The IDWT particle spectrum is closed. Part 1 of the technical notes establishes that the 15 observed particles — the quarks, leptons, bosons, and Higgs — are the complete and exhaustive set of stable states selected by the co-fixed-point condition. (See The Six Sectors for the geometric structure behind this.) Any new stable particle would require either a new sector (excluded by T3: the sector set {2,3,4,5,6,10} is uniquely determined by the Hopf fibration chain and two geometric termination conditions) or a new co-fixed-point mode index (computationally verified absent for n ≤ 200 in all six sectors). The co-fixed-point stability condition is a structural postulate; its derivation from the IDWT equations of motion is open but its consequences match the observed spectrum.

Supersymmetry doubles the particle content of the Standard Model: every boson gets a fermionic superpartner and vice versa. Neutralinos, charginos, squarks, sleptons, the gravitino — none of these states have sector geometry to live in. The IDWT spectrum closure is not a numerical coincidence; it is a structural consequence of the two geometric filters. A neutralino detection at the LHC or in a direct dark matter search would require sector geometry that the theory does not admit.

WIMP Dark Matter

The same spectrum closure that excludes superpartners excludes WIMPs and all other hypothetical stable particles beyond the Standard Model. XENON, PandaX, LUX-ZEPLIN, and their successors are searching for a weakly-interacting massive particle that scatters off nuclei. If such a particle exists, it must be a stable particle beyond the SM. IDWT says no such particle can exist. Any positive WIMP detection falsifies IDWT.

This is a sharp prediction because dark matter is real — something produces the gravitational lensing and rotation curves that make its presence obvious. IDWT does not currently offer a dark matter candidate beyond the neutrino sector (\(\Sigma m_\nu = 60.4\) meV, too light to account for structure formation on its own). This is an open question in the framework, not a solved one. But the geometric closure of the spectrum is unambiguous: whatever dark matter is, it cannot be a new stable fundamental particle.

The Full Map

Prediction Type Geometric reason Key experiments
\(\Sigma m_\nu = 60.4\) meV Positive \(d=5\) sector Hopf consistency CMB-S4
Normal neutrino ordering Positive Mode index sequence in \(S^5\) JUNO, DUNE, KamLAND-Zen
\(\delta_{CP} = 197.1°\) Positive Spectral flow on \(\mathbb{CP}^3 \to \mathbb{CP}^5\) DUNE, Hyper-K (2028–2030)
No gravitons Null Gravity is \(M_\infty\) curvature, not a field Any future graviton search
No KK gravitons or KK excitations Null Non-compact sector dimensions, no periodic structure LHC Run 3, HL-LHC
No ADD missing-energy signal Null Same — no KK tower LHC mono-jet searches
No Newton's law deviation Null Exponential localisation; no KK correction Eöt-Wash, MICROSCOPE
No fifth force or EP violation Null EP is a theorem: \(m_\text{grav} = m_\text{inert}\) exactly MICROSCOPE, future Eötvös tests
No neutrinoless double beta decay Null \(d \bmod 8 = 5\) forbids Majorana spinors on \(S^5\) KamLAND-Zen, nEXO, LEGEND
No SUSY particles Null Spectrum closed at 15 states by T3 + co-fixed-point condition LHC, direct detection
No WIMP dark matter Null Same spectrum closure — no new stable particle XENON, PandaX, LUX-ZEPLIN

This list is unusual for a theory at this stage of development. Most frameworks that claim to go beyond the Standard Model have flexible parameters that can be tuned away from null results. In IDWT, \(n_s = 4\) and \(m_e\) fix everything — so there is nothing to tune. Every null prediction is sharp and permanent. The theory either survives or it does not.

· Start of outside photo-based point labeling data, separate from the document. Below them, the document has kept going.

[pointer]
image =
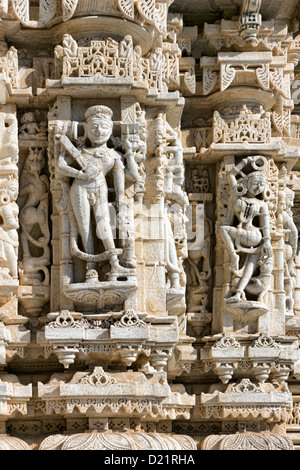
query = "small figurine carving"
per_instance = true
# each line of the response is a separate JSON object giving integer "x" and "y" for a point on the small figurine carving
{"x": 35, "y": 233}
{"x": 9, "y": 213}
{"x": 248, "y": 243}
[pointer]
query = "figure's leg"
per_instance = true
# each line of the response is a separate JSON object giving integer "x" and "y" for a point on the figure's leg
{"x": 250, "y": 266}
{"x": 105, "y": 234}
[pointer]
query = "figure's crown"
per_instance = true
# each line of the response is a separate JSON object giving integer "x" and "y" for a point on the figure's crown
{"x": 98, "y": 111}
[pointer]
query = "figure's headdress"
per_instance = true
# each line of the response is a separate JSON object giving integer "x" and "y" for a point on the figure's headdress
{"x": 97, "y": 112}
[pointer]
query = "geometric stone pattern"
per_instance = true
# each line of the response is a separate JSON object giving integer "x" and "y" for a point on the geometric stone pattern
{"x": 149, "y": 219}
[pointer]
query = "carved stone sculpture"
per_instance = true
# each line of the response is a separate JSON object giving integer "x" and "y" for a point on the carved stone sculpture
{"x": 149, "y": 218}
{"x": 249, "y": 245}
{"x": 89, "y": 191}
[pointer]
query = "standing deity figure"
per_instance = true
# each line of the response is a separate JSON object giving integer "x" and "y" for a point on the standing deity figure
{"x": 89, "y": 191}
{"x": 249, "y": 242}
{"x": 9, "y": 213}
{"x": 291, "y": 248}
{"x": 35, "y": 233}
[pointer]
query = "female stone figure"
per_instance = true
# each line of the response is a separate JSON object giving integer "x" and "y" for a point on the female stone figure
{"x": 89, "y": 192}
{"x": 249, "y": 243}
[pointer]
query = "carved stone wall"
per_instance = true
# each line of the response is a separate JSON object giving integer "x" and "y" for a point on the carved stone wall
{"x": 149, "y": 199}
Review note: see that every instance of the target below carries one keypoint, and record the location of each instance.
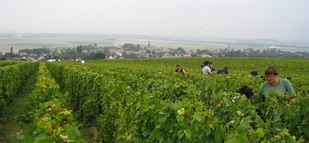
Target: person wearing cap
(274, 83)
(180, 70)
(206, 70)
(224, 70)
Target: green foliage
(51, 122)
(12, 77)
(146, 101)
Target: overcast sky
(250, 19)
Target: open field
(62, 43)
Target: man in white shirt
(206, 70)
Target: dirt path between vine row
(12, 121)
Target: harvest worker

Several of these searches are among the most expensive and technically demanding experiments in contemporary physics. Every year they run without finding a signal is consistent with IDWT. Every year they run without finding a signal also tightens the pressure on every other framework that predicts those signals exist.

That is what it looks like when a theory has something to lose.